Step III of IV: Deploy your Chatbot

learning objective: create and verify your new Chatbot

We'll use the cli 'apply' command to create our resource. 'Apply' performs a comparison of the details in your manifest to the sources in your user account. If the resource does not presently exist, then smarter will create it. If on the other hand it does exist, then smarter will perform a detailed comparison of the fields in the 'spec' and if these do not exactly match then smarter will make all changes necessary to get these to match one another.

to deploy: `smarter apply -f my-chatbot.yml`

Your Chatbot is now fully deployed. It is available to the general public, and it will run at scale. All Operations surrounding your Chatbot will be journaled, and you can inspect these by ....

Technically speaking, we've actually combined a couple of steps. We created the Chatbot, but we also set its state to 'deployed', in a single operation. To see a list of your chatbots, you can run the following command: `smarter get chatbots`. And to view the details of your Chatbot, you can run: `smarter describe chatbot EverlastingGobstopper`.

Step IV of IV: Try It Out in the Sandbox

learning objective: get hands on with the smarter web console Sandbox.

Time to get our hands dirty.
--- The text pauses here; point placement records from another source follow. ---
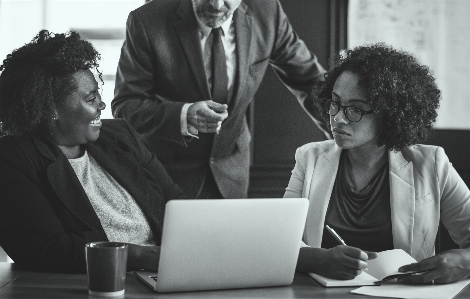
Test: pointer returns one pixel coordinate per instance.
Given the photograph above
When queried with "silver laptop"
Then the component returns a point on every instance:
(228, 243)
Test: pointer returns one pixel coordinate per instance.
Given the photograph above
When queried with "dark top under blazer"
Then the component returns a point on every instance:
(161, 68)
(45, 215)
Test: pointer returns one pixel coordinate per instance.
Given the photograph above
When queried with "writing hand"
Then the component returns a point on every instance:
(344, 262)
(207, 116)
(447, 267)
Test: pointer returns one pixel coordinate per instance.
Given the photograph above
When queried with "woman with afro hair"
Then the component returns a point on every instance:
(374, 184)
(66, 176)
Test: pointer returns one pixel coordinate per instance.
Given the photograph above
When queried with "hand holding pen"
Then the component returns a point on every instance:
(344, 262)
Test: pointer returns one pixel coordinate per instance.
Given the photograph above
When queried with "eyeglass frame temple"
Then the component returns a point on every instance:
(363, 112)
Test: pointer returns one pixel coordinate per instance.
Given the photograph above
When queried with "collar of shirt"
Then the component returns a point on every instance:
(205, 30)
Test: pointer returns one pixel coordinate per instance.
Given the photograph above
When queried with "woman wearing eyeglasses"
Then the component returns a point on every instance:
(374, 184)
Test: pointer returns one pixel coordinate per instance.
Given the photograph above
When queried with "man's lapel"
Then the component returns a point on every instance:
(188, 33)
(124, 167)
(244, 37)
(402, 200)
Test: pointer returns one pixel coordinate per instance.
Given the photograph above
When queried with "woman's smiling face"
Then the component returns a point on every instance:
(78, 118)
(347, 134)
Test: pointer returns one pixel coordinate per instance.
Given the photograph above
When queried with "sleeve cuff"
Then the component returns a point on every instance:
(185, 127)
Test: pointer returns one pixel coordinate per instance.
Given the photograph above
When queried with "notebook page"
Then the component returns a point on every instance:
(388, 262)
(360, 280)
(394, 290)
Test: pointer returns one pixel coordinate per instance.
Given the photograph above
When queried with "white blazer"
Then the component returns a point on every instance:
(424, 187)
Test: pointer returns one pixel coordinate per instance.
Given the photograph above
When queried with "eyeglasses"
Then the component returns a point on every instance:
(353, 114)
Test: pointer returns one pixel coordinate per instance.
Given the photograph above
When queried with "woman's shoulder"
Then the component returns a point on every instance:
(118, 130)
(315, 149)
(115, 127)
(14, 145)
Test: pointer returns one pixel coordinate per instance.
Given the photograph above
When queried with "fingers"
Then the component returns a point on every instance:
(426, 264)
(371, 255)
(217, 107)
(355, 253)
(207, 116)
(354, 258)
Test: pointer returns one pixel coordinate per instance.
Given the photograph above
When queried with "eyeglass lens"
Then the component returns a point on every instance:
(350, 113)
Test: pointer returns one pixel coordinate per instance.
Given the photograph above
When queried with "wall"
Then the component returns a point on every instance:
(280, 124)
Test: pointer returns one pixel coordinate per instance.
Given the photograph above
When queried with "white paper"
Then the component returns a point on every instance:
(394, 290)
(388, 262)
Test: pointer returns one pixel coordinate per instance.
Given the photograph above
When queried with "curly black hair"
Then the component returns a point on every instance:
(36, 78)
(401, 91)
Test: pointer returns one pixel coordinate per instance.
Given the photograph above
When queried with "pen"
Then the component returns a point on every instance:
(335, 235)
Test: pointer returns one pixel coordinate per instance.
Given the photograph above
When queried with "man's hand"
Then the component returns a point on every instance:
(447, 267)
(207, 116)
(143, 257)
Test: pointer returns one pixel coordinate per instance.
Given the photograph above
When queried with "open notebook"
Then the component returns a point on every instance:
(384, 267)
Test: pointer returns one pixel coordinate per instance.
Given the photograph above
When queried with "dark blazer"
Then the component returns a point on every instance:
(45, 215)
(161, 68)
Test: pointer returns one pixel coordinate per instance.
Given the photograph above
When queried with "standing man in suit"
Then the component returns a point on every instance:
(188, 71)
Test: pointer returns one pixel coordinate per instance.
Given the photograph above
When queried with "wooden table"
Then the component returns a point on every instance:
(18, 284)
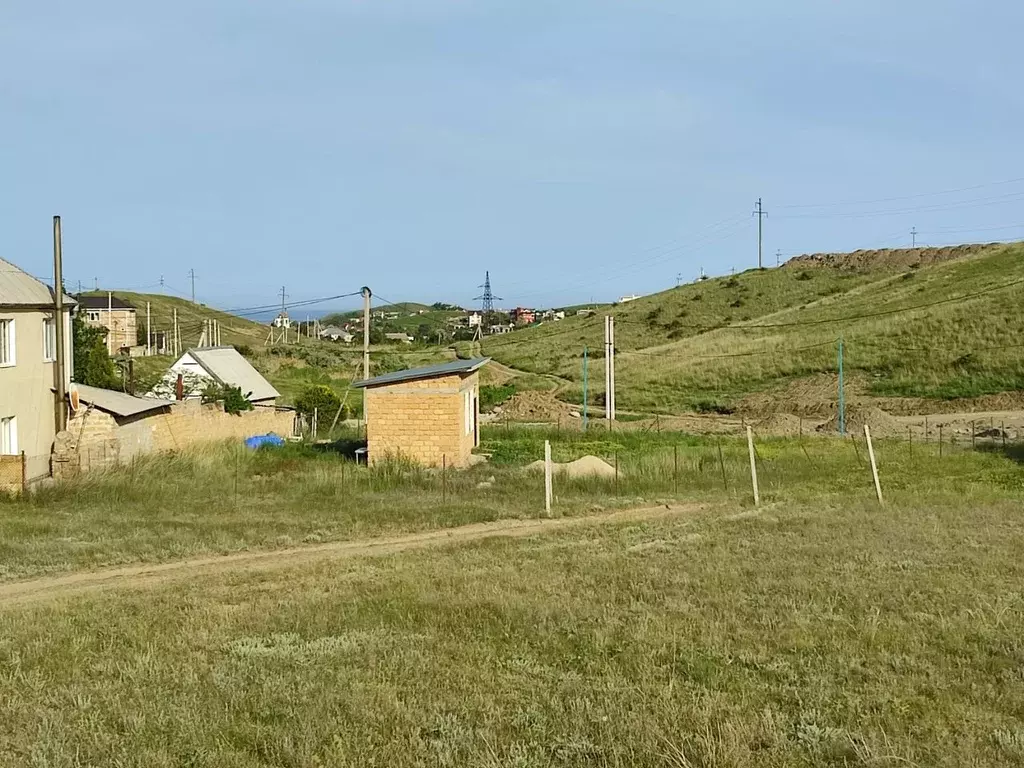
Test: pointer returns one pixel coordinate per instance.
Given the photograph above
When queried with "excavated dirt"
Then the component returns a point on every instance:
(586, 466)
(881, 423)
(534, 406)
(891, 257)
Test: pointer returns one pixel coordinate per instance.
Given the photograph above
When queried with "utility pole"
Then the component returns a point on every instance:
(367, 293)
(760, 213)
(110, 321)
(59, 363)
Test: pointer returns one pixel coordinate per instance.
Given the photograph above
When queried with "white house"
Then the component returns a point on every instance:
(28, 354)
(223, 366)
(333, 333)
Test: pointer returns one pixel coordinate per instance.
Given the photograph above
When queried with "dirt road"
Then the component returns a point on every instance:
(137, 577)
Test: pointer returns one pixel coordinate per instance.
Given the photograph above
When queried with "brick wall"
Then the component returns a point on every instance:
(95, 439)
(423, 421)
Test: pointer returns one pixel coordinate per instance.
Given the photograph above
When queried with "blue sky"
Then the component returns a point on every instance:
(577, 150)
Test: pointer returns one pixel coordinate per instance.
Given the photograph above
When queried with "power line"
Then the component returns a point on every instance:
(905, 197)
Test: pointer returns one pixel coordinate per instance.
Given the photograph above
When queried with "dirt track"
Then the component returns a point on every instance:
(136, 577)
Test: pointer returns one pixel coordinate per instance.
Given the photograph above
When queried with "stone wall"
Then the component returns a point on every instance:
(423, 421)
(95, 439)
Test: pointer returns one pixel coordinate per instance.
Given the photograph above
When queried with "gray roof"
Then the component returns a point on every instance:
(119, 403)
(229, 368)
(428, 372)
(17, 288)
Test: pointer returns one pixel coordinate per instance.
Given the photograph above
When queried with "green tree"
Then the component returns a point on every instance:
(93, 366)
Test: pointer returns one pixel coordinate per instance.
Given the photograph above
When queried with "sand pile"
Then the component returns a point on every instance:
(586, 466)
(535, 406)
(881, 423)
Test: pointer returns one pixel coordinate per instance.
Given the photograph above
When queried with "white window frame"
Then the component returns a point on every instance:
(49, 339)
(8, 435)
(10, 342)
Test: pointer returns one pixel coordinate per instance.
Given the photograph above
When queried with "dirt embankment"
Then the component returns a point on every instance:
(891, 257)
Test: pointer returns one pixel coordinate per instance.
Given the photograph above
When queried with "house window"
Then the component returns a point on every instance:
(8, 436)
(49, 340)
(7, 342)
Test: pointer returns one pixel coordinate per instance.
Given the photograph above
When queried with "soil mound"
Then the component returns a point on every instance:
(585, 466)
(890, 257)
(535, 406)
(881, 423)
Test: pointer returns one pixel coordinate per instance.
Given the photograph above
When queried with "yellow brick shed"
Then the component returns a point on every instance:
(425, 415)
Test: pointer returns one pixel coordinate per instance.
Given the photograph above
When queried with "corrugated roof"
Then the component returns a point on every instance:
(17, 288)
(427, 372)
(97, 301)
(119, 403)
(228, 367)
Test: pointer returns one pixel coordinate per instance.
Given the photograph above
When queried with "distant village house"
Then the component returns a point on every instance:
(115, 315)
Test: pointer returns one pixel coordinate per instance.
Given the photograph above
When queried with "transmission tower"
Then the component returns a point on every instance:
(488, 297)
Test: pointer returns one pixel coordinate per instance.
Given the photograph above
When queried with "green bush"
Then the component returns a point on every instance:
(318, 397)
(232, 398)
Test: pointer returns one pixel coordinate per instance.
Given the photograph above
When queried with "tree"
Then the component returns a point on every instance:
(93, 366)
(320, 397)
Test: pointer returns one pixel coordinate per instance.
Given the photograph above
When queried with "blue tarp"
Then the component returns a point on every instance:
(264, 439)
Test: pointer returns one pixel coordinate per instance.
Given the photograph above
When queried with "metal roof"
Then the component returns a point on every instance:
(17, 288)
(119, 403)
(427, 372)
(97, 301)
(229, 368)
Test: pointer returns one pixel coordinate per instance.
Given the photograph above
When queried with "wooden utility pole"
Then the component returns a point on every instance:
(59, 364)
(760, 213)
(367, 293)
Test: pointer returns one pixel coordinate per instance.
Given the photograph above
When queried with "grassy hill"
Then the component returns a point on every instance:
(911, 324)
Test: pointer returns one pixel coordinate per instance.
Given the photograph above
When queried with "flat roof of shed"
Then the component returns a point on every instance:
(427, 372)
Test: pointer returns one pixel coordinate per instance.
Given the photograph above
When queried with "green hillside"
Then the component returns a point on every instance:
(923, 328)
(233, 330)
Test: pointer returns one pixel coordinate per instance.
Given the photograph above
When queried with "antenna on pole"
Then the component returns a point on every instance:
(760, 213)
(488, 297)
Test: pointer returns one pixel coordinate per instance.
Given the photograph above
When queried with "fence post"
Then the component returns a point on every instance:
(875, 469)
(754, 467)
(547, 477)
(675, 468)
(721, 461)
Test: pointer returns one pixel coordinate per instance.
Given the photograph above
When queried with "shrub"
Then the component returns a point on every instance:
(235, 401)
(318, 397)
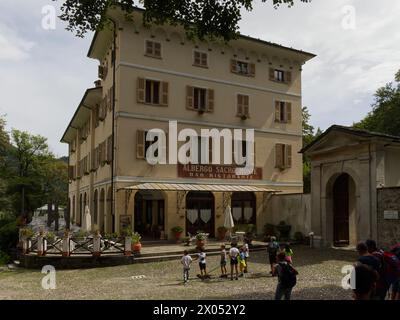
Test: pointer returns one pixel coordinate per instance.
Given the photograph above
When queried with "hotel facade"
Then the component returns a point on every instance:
(151, 76)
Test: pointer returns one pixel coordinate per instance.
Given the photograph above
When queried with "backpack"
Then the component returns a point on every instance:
(288, 277)
(391, 265)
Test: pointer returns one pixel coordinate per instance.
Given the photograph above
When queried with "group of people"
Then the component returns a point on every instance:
(281, 261)
(377, 272)
(238, 257)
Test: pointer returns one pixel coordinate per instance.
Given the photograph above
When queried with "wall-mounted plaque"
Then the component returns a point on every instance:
(391, 215)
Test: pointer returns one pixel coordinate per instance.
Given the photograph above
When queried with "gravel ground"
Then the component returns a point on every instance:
(319, 278)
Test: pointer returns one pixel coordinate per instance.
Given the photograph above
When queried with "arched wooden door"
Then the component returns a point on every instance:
(200, 212)
(341, 210)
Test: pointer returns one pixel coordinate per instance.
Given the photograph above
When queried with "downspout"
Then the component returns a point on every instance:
(113, 56)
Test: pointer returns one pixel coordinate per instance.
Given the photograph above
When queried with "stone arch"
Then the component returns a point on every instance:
(341, 190)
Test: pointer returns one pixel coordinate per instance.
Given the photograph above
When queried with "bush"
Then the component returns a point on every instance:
(9, 236)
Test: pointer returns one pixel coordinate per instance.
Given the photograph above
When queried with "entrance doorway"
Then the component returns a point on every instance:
(149, 214)
(344, 207)
(200, 212)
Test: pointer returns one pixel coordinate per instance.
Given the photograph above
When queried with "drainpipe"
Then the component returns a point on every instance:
(113, 56)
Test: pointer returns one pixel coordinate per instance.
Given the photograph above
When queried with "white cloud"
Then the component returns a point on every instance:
(12, 46)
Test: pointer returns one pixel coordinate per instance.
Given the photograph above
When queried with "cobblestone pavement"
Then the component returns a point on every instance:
(319, 278)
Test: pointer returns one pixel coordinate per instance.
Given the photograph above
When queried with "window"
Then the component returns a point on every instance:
(200, 99)
(153, 49)
(283, 112)
(243, 68)
(200, 59)
(142, 144)
(280, 75)
(152, 92)
(283, 156)
(243, 106)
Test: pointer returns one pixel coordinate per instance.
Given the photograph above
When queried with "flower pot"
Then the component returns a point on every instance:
(136, 247)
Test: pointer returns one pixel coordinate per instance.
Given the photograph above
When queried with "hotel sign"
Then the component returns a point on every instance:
(212, 171)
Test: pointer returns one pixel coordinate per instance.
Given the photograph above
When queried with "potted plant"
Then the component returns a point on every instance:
(200, 240)
(136, 245)
(222, 232)
(177, 232)
(284, 230)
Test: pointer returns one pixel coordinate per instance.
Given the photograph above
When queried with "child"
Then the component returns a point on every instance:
(186, 261)
(242, 261)
(288, 253)
(202, 263)
(233, 254)
(246, 255)
(224, 273)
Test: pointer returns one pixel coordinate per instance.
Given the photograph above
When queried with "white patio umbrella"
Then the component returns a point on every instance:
(87, 220)
(228, 220)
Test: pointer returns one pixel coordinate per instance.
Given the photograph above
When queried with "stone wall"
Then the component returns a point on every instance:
(294, 209)
(388, 230)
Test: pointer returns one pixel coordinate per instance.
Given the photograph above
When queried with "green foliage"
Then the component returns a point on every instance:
(9, 236)
(200, 18)
(309, 135)
(4, 258)
(385, 114)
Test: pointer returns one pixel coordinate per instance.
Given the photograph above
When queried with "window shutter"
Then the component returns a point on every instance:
(288, 154)
(246, 106)
(279, 155)
(141, 84)
(164, 92)
(252, 69)
(149, 48)
(140, 136)
(109, 149)
(277, 111)
(233, 66)
(189, 97)
(288, 76)
(288, 112)
(271, 74)
(204, 59)
(239, 105)
(210, 100)
(157, 49)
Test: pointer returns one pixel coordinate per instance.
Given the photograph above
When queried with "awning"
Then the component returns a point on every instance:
(199, 187)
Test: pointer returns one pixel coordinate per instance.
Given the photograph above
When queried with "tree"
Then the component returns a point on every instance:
(308, 137)
(29, 153)
(200, 18)
(385, 114)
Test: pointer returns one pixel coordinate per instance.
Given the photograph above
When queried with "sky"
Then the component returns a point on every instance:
(44, 72)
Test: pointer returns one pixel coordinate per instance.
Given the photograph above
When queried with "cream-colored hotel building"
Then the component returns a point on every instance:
(150, 76)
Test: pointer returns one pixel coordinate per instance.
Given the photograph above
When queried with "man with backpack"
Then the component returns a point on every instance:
(272, 249)
(287, 278)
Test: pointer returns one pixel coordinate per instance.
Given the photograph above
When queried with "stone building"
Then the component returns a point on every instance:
(150, 76)
(355, 186)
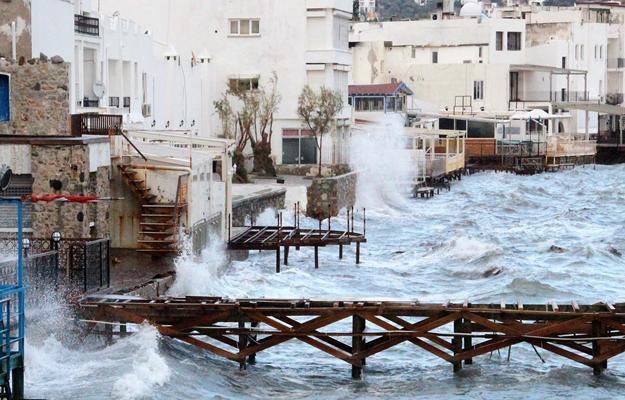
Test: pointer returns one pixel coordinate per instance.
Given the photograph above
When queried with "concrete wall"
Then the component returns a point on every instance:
(17, 11)
(251, 207)
(327, 196)
(70, 166)
(39, 99)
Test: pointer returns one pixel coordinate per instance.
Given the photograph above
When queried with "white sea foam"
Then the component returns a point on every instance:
(385, 167)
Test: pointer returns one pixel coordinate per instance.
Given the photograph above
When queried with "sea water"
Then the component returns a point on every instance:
(494, 236)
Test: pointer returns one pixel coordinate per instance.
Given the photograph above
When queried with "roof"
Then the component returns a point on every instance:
(384, 89)
(593, 107)
(545, 68)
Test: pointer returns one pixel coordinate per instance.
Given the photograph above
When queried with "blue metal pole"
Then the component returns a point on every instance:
(20, 277)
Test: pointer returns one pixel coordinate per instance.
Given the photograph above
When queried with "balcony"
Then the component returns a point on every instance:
(616, 63)
(86, 25)
(95, 124)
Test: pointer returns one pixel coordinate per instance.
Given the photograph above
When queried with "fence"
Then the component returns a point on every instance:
(76, 264)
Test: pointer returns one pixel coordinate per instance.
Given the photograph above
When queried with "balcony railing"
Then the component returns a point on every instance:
(95, 124)
(614, 63)
(86, 25)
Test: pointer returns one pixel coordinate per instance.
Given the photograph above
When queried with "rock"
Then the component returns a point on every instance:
(493, 271)
(556, 249)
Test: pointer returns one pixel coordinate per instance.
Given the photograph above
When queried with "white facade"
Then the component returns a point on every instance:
(304, 42)
(517, 59)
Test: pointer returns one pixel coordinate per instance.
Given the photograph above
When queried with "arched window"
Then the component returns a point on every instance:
(5, 110)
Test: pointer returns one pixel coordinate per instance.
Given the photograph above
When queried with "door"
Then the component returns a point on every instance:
(514, 86)
(4, 98)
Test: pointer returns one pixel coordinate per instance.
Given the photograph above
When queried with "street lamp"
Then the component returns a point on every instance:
(56, 238)
(5, 177)
(25, 246)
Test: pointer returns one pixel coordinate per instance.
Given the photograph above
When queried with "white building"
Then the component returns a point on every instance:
(517, 58)
(304, 42)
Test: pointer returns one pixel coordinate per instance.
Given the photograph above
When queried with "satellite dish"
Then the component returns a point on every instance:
(99, 89)
(5, 177)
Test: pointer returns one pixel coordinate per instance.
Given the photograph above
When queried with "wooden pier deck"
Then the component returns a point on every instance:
(277, 237)
(353, 331)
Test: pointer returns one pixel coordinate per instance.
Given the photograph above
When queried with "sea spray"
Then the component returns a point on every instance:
(385, 165)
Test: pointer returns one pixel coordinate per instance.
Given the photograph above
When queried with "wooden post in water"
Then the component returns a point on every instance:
(358, 327)
(456, 342)
(252, 357)
(316, 257)
(242, 345)
(468, 340)
(598, 330)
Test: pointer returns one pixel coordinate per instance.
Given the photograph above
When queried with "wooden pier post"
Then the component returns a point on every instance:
(316, 257)
(468, 340)
(457, 344)
(598, 330)
(358, 327)
(252, 357)
(242, 345)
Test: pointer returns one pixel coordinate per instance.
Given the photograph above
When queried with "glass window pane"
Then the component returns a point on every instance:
(245, 27)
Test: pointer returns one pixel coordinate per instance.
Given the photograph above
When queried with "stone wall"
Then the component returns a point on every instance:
(327, 196)
(311, 169)
(252, 206)
(68, 167)
(17, 11)
(39, 98)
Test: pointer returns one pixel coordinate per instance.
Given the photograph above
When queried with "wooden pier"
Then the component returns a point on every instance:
(353, 331)
(276, 237)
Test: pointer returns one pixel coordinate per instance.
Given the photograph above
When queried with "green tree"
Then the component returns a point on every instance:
(318, 111)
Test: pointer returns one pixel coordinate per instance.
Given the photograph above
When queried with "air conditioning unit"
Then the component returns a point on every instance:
(146, 110)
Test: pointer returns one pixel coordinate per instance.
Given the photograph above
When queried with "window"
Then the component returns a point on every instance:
(514, 41)
(5, 109)
(478, 90)
(244, 27)
(581, 52)
(298, 147)
(243, 84)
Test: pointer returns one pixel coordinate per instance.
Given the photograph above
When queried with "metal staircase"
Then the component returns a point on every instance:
(159, 222)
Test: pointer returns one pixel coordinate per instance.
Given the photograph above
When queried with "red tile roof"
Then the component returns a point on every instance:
(378, 89)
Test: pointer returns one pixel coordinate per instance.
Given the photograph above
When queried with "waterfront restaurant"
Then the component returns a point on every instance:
(387, 97)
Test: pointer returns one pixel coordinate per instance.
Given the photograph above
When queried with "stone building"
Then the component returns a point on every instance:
(37, 142)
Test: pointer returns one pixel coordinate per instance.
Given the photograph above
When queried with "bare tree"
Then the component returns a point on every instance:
(319, 110)
(250, 120)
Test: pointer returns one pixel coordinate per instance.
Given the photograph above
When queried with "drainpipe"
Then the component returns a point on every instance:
(13, 40)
Lets send some prompts and see what happens. Navigate to the web console sandbox -- ???? --- and, as the prompt text perhaps still reads, "ask me anything". The key difference between the smarter web console Sandbox and a more typical run-time web UX is from inside the Sandbox you can inspect detailed log output of each of the interim steps of a prompt conversation. That is:

  • natural language pre-processing of the prompt messagec
  • smarter Plugin 'selector' analysis
  • full preparation of the prompt
  • interim steps (if any) whereby the LLM makes requests to smarter functions and Plugins
  • receipt of the raw LLM response
  • delivery of the final response to the end user

Complete visibility into these details is immensely helpful during develop of your text prompting solution.